Yet most clinicians, when asked about AI, will talk about ChatGPT and medical scribes. They are looking at the louder revolution while the quieter, more consequential one unfolds beneath it.
We spoke to Ignacio H. Medrano, neurologist-turned-CEO of Savana, about the real state of clinical AI: what is proven, what is hype, and what clinicians are getting wrong about the pace of change.
Ignacio H. Medrano, CEO of Savana
“It’s unethical not to use AI these days in certain areas, because it’s proven, and it’s proven at scale across populations.”

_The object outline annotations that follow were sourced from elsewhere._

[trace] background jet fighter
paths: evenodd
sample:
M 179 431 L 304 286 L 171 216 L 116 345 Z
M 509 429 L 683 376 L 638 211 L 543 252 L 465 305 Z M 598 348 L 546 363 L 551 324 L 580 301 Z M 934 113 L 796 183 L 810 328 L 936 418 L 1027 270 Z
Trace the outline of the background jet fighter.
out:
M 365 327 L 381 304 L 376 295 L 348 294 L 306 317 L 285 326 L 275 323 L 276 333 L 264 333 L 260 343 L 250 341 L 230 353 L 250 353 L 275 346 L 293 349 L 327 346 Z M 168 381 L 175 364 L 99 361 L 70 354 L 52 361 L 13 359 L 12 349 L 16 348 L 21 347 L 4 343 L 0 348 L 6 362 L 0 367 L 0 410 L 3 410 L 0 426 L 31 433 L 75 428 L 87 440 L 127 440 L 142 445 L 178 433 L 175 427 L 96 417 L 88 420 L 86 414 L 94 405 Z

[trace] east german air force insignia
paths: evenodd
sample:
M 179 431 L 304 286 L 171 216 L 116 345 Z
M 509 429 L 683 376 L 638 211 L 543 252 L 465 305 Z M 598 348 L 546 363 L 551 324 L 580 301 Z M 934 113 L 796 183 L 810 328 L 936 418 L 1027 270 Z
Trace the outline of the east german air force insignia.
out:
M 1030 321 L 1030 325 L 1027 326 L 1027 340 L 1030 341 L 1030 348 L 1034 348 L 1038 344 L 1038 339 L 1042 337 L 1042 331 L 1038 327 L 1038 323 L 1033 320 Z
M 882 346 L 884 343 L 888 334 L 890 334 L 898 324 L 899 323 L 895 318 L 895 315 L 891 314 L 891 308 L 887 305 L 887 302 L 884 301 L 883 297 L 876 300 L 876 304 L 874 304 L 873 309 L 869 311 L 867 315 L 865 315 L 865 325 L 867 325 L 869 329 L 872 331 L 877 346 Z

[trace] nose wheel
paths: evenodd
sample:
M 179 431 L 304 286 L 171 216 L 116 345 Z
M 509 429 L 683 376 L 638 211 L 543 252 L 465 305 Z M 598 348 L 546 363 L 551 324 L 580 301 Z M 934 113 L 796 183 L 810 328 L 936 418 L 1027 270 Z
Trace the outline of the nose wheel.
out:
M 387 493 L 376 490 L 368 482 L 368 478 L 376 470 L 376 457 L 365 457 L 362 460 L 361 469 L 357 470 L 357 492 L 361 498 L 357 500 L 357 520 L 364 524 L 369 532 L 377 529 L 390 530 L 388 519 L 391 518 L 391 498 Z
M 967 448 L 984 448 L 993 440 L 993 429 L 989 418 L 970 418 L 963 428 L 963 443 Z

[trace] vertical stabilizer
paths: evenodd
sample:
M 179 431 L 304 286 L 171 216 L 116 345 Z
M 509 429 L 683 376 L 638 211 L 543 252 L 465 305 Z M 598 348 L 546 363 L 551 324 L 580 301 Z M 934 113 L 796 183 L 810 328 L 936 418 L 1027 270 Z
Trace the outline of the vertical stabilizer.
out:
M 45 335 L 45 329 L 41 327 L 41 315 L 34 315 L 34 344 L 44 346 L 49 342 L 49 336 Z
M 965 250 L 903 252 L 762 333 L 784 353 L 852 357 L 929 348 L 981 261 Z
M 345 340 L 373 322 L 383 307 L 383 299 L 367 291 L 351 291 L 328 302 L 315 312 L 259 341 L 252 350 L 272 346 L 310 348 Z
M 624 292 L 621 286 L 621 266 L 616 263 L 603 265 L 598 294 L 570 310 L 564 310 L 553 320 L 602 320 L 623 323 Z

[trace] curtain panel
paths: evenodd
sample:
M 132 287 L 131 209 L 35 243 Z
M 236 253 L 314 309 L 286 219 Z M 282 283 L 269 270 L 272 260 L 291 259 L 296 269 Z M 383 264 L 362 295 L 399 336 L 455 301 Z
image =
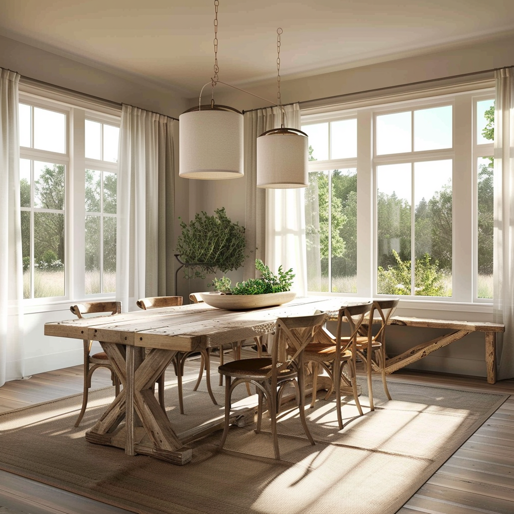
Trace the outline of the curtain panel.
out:
M 499 379 L 514 377 L 514 68 L 494 72 L 493 320 L 505 332 Z
M 300 105 L 285 106 L 286 125 L 300 128 Z M 256 184 L 257 138 L 263 132 L 280 128 L 282 121 L 278 107 L 246 112 L 245 120 L 245 175 L 246 177 L 245 213 L 247 261 L 244 278 L 254 278 L 254 259 L 264 261 L 277 273 L 282 265 L 292 268 L 296 274 L 292 288 L 300 296 L 307 293 L 305 255 L 305 216 L 304 190 L 262 189 Z M 255 249 L 255 258 L 252 252 Z
M 174 294 L 173 119 L 123 105 L 118 162 L 116 297 L 126 311 Z
M 0 68 L 0 386 L 25 374 L 20 214 L 20 76 Z

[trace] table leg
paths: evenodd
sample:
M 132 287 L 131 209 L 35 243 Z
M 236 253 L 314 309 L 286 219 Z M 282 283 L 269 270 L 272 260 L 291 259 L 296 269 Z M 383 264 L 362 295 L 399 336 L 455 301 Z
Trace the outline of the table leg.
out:
M 487 368 L 487 382 L 496 383 L 496 333 L 485 333 L 485 362 Z

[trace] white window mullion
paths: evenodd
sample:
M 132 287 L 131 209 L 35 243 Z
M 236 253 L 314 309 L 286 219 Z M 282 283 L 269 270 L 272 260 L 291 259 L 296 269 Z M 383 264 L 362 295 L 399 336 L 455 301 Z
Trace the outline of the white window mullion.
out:
M 85 251 L 84 224 L 85 209 L 85 151 L 84 111 L 72 109 L 71 144 L 70 152 L 69 176 L 72 187 L 70 190 L 69 216 L 69 261 L 70 271 L 70 295 L 74 299 L 84 298 Z
M 471 95 L 455 97 L 453 109 L 455 158 L 453 160 L 453 296 L 455 302 L 470 302 L 473 296 L 473 140 Z
M 373 115 L 357 113 L 357 293 L 371 298 L 376 291 L 376 188 L 372 161 Z

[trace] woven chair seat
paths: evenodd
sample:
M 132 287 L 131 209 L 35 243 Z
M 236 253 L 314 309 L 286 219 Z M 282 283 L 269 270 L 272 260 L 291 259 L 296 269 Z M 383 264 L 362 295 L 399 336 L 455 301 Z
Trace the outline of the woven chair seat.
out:
M 280 368 L 281 362 L 277 362 L 277 367 Z M 241 360 L 233 360 L 230 362 L 220 366 L 218 370 L 224 375 L 231 377 L 252 376 L 255 378 L 263 377 L 269 375 L 271 371 L 272 361 L 271 358 L 261 357 L 256 359 L 242 359 Z M 286 368 L 279 372 L 278 377 L 280 378 L 292 376 L 296 374 L 296 371 Z

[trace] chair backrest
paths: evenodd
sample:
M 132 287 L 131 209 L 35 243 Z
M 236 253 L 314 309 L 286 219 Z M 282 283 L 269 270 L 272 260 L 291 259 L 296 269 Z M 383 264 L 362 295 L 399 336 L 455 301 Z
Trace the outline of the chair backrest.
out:
M 355 305 L 343 306 L 339 309 L 337 315 L 337 330 L 336 332 L 336 339 L 338 342 L 341 352 L 344 352 L 350 345 L 353 345 L 357 340 L 359 335 L 359 329 L 364 321 L 366 315 L 369 314 L 373 306 L 372 301 L 365 302 Z M 341 345 L 341 336 L 343 322 L 347 323 L 350 328 L 350 336 L 345 336 L 344 341 L 345 344 Z M 368 329 L 368 337 L 371 336 L 371 324 Z
M 136 302 L 140 309 L 157 309 L 159 307 L 173 307 L 182 305 L 181 296 L 154 296 L 141 298 Z
M 121 302 L 88 302 L 72 305 L 69 310 L 78 318 L 83 317 L 83 314 L 96 314 L 100 313 L 110 313 L 120 314 L 121 313 Z
M 276 370 L 278 374 L 288 367 L 292 362 L 298 364 L 303 350 L 314 341 L 316 333 L 325 324 L 326 318 L 325 313 L 320 313 L 310 316 L 290 316 L 277 319 L 272 343 L 273 365 L 270 376 L 273 371 Z M 287 359 L 286 353 L 290 356 Z M 282 364 L 277 368 L 279 361 L 282 361 Z
M 399 301 L 399 298 L 394 300 L 376 300 L 373 302 L 373 312 L 371 316 L 375 318 L 375 311 L 378 314 L 378 318 L 380 321 L 381 326 L 378 332 L 373 337 L 373 339 L 385 342 L 386 327 L 387 326 L 389 319 L 393 315 Z M 372 323 L 370 323 L 371 327 Z

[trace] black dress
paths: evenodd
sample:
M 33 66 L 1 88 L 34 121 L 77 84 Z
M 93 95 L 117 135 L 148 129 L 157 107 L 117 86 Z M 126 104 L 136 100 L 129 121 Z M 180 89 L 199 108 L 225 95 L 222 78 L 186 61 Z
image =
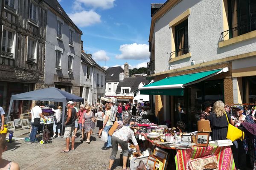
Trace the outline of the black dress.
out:
M 230 122 L 231 119 L 230 115 L 227 112 L 225 113 L 227 114 Z M 210 125 L 212 127 L 212 140 L 216 141 L 226 139 L 228 123 L 225 113 L 222 117 L 217 117 L 215 112 L 211 113 L 208 116 L 208 119 L 210 121 Z

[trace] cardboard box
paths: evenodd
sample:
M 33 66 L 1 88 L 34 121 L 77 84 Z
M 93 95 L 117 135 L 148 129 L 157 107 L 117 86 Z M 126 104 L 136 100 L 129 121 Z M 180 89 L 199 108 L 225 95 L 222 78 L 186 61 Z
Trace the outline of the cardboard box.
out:
M 109 131 L 108 131 L 108 134 L 110 136 L 112 136 L 112 135 L 113 135 L 115 132 L 115 130 L 116 129 L 119 125 L 119 124 L 118 123 L 117 123 L 116 121 L 115 122 L 112 127 L 111 127 L 109 130 Z

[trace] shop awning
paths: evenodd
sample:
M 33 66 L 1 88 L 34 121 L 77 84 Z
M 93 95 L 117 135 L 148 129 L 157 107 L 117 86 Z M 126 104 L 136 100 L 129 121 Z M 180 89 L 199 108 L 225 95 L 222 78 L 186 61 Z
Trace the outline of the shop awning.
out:
M 228 68 L 167 77 L 139 88 L 141 94 L 183 96 L 185 86 L 197 83 L 223 72 Z

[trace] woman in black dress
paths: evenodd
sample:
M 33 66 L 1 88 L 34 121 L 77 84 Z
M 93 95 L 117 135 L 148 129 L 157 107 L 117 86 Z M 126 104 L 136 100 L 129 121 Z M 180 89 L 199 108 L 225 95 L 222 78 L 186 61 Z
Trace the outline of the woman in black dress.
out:
M 212 127 L 213 141 L 226 139 L 228 122 L 225 114 L 227 114 L 229 122 L 234 125 L 234 121 L 230 115 L 226 112 L 225 105 L 221 100 L 218 100 L 214 103 L 213 112 L 210 113 L 208 119 Z

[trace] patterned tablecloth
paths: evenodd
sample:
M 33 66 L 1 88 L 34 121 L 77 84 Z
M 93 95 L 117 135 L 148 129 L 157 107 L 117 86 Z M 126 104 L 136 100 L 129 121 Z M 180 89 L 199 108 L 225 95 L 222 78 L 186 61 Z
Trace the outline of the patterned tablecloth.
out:
M 188 170 L 189 160 L 202 158 L 213 154 L 216 156 L 219 170 L 233 170 L 235 169 L 235 162 L 230 146 L 200 147 L 194 146 L 191 149 L 178 150 L 175 156 L 177 170 Z
M 175 148 L 165 147 L 159 144 L 154 140 L 151 140 L 147 137 L 147 134 L 141 134 L 145 139 L 155 145 L 165 149 L 174 149 L 177 150 L 175 156 L 176 169 L 177 170 L 188 170 L 189 161 L 198 158 L 203 158 L 209 155 L 216 156 L 219 170 L 233 170 L 235 169 L 235 162 L 230 146 L 216 147 L 209 146 L 201 147 L 194 146 L 192 148 L 176 149 Z

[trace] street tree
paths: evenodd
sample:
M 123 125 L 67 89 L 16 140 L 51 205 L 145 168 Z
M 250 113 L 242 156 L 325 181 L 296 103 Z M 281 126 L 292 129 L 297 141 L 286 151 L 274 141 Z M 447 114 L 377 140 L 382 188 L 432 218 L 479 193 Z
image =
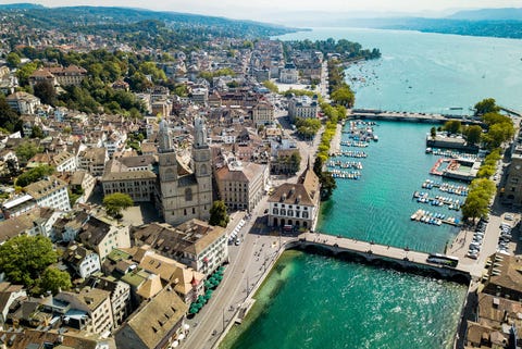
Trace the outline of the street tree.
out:
M 73 287 L 71 283 L 71 275 L 67 272 L 62 272 L 57 267 L 49 266 L 41 274 L 39 289 L 41 294 L 46 291 L 51 291 L 53 295 L 58 294 L 60 290 L 69 290 Z
M 482 137 L 482 127 L 478 125 L 472 125 L 465 127 L 465 137 L 468 139 L 468 144 L 470 145 L 478 145 L 481 142 Z
M 333 91 L 331 98 L 336 103 L 339 103 L 346 108 L 353 107 L 353 103 L 356 101 L 356 96 L 353 95 L 348 85 L 339 87 L 338 89 Z
M 133 199 L 124 192 L 109 194 L 103 198 L 103 207 L 107 213 L 115 219 L 122 217 L 122 210 L 125 210 L 134 204 Z
M 45 176 L 51 175 L 54 173 L 54 167 L 50 165 L 39 165 L 34 169 L 30 169 L 27 172 L 24 172 L 16 178 L 16 185 L 18 187 L 26 187 L 32 183 L 36 183 L 44 178 Z
M 52 242 L 42 235 L 21 235 L 0 246 L 0 270 L 8 279 L 28 288 L 36 285 L 47 266 L 57 262 Z
M 22 129 L 18 114 L 8 104 L 3 94 L 0 94 L 0 126 L 10 133 Z
M 210 219 L 209 224 L 213 226 L 222 226 L 226 227 L 228 224 L 229 217 L 226 213 L 226 205 L 225 202 L 221 200 L 216 200 L 212 203 L 212 208 L 210 208 Z
M 57 103 L 57 90 L 50 82 L 42 80 L 36 83 L 33 91 L 44 104 L 54 105 Z
M 497 107 L 494 98 L 485 98 L 475 104 L 475 115 L 484 115 L 486 113 L 497 113 L 500 108 Z
M 41 149 L 38 148 L 33 141 L 23 142 L 15 149 L 16 157 L 22 162 L 28 161 L 40 151 Z
M 5 58 L 5 62 L 8 63 L 10 68 L 17 67 L 22 60 L 20 59 L 18 53 L 16 52 L 10 52 L 8 57 Z

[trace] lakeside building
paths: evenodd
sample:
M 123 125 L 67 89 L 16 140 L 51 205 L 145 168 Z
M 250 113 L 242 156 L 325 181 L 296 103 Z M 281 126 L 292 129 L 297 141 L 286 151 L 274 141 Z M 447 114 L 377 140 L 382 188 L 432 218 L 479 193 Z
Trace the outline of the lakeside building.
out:
M 295 121 L 301 119 L 316 119 L 319 115 L 318 96 L 310 98 L 308 96 L 293 97 L 288 101 L 288 117 Z
M 27 92 L 14 92 L 5 98 L 9 107 L 21 114 L 36 114 L 40 99 Z
M 299 80 L 299 70 L 296 64 L 288 62 L 279 71 L 279 82 L 282 84 L 297 84 Z
M 71 211 L 67 184 L 54 176 L 49 176 L 25 187 L 25 191 L 35 199 L 40 208 Z
M 522 205 L 522 134 L 513 142 L 511 164 L 507 170 L 505 188 L 500 190 L 504 202 Z
M 132 227 L 132 236 L 135 246 L 150 246 L 206 276 L 228 261 L 226 229 L 199 220 L 176 227 L 160 223 Z
M 214 176 L 220 198 L 228 210 L 251 212 L 264 195 L 270 174 L 268 165 L 231 159 Z
M 115 334 L 117 348 L 171 348 L 185 338 L 185 304 L 171 288 L 144 302 Z
M 319 178 L 309 163 L 296 184 L 282 184 L 270 196 L 269 226 L 313 229 L 320 200 Z
M 212 207 L 212 165 L 207 128 L 201 117 L 194 122 L 195 137 L 190 167 L 178 161 L 172 134 L 162 120 L 158 133 L 159 187 L 161 214 L 166 223 L 177 225 L 188 220 L 208 221 Z

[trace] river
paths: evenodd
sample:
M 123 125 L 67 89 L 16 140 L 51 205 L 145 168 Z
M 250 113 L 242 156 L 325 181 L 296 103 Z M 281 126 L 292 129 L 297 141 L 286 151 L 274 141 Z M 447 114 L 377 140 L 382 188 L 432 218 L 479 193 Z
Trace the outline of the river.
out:
M 483 98 L 522 110 L 520 40 L 415 32 L 320 28 L 282 39 L 335 39 L 380 48 L 347 70 L 356 107 L 461 113 Z M 351 79 L 351 78 L 355 79 Z M 410 221 L 411 199 L 435 162 L 430 125 L 380 122 L 359 180 L 338 180 L 319 230 L 443 251 L 456 229 Z M 428 209 L 428 208 L 427 208 Z M 444 209 L 446 210 L 446 209 Z M 452 211 L 455 212 L 455 211 Z M 445 213 L 449 213 L 445 211 Z M 450 348 L 467 288 L 448 282 L 288 251 L 223 348 Z

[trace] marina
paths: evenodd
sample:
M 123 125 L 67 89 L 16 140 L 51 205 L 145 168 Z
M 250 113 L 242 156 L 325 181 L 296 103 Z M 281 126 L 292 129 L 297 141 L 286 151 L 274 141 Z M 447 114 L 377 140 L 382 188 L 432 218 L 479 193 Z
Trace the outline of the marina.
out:
M 431 198 L 427 192 L 424 191 L 415 191 L 413 192 L 413 199 L 417 199 L 419 203 L 430 203 L 431 205 L 440 207 L 440 205 L 448 205 L 449 210 L 459 211 L 460 205 L 463 203 L 464 200 L 453 199 L 450 197 L 443 197 L 443 196 L 435 196 Z
M 464 185 L 434 182 L 432 179 L 424 180 L 421 186 L 423 189 L 431 190 L 433 188 L 436 188 L 443 192 L 449 192 L 449 194 L 455 194 L 460 196 L 467 196 L 469 191 L 468 186 L 464 186 Z
M 340 161 L 340 160 L 328 160 L 326 163 L 328 167 L 340 167 L 340 169 L 356 169 L 362 170 L 362 162 L 360 161 Z

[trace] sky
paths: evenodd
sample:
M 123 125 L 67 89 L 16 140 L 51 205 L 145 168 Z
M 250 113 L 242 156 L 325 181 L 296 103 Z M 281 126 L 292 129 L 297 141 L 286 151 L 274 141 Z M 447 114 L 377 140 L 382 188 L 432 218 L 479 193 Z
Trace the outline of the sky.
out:
M 412 14 L 442 16 L 464 9 L 520 8 L 520 0 L 0 0 L 0 3 L 34 2 L 46 7 L 113 5 L 175 11 L 229 18 L 281 22 L 291 13 L 333 12 L 356 15 Z M 371 14 L 370 14 L 371 15 Z

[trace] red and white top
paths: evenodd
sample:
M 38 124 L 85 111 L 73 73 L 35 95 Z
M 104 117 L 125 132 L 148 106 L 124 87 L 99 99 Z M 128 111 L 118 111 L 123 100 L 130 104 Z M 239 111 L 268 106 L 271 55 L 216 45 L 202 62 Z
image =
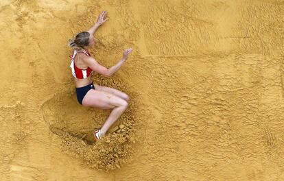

🔀 Two types of AI, one common misunderstanding
The most pervasive misconception among clinicians today is that generative AI (LLMs, chatbots, multi-modal models) is the only AI that matters. It is visible, fast-moving, and immediately useful: scribes that eliminate documentation burden, literature tools like Open Evidence replacing PubMed searches, agents managing waiting lists. These applications are exploding because they save time and, critically, do not require clinical validation. They handle documentation, not decisions.
But the deeper disruption is discriminative AI: predictive, classification-based models that have existed for over a decade. This is the AI that enables precision medicine. Granular predictions for individual patients about immunotherapy response, relapse probability in multiple sclerosis, optimal drug sequencing in haematologic cancers. It takes statistics to a level where you can determine the actual probability of a specific outcome for a specific patient.
Discriminative AI started earlier but arrives later in practice. Every algorithm requires validation, external replication, meta-analysis, and integration into clinical guidelines. That pipeline is slow. But it is the pipeline that delivers personalised medicine, and it is now producing results.
“A big misconception is forgetting that discriminative, predictive AI is the real silent disruption,” says Medrano. “The other is underestimating the speed at which agentic AI is arriving. People think this takes 20 years. It’s happening now, like thunder.”
✅ Separating signal from noise: what makes clinical AI “real”
With close to 1,500 FDA-approved AI applications and an exponential curve of machine learning publications on PubMed, distinguishing proven tools from hype requires a framework.

Medrano uses three levels:
Regulatory approval: FDA or EMA clearance confirms correct dataset construction, generalisation to new cohorts, and absence of bias. This is the minimum threshold.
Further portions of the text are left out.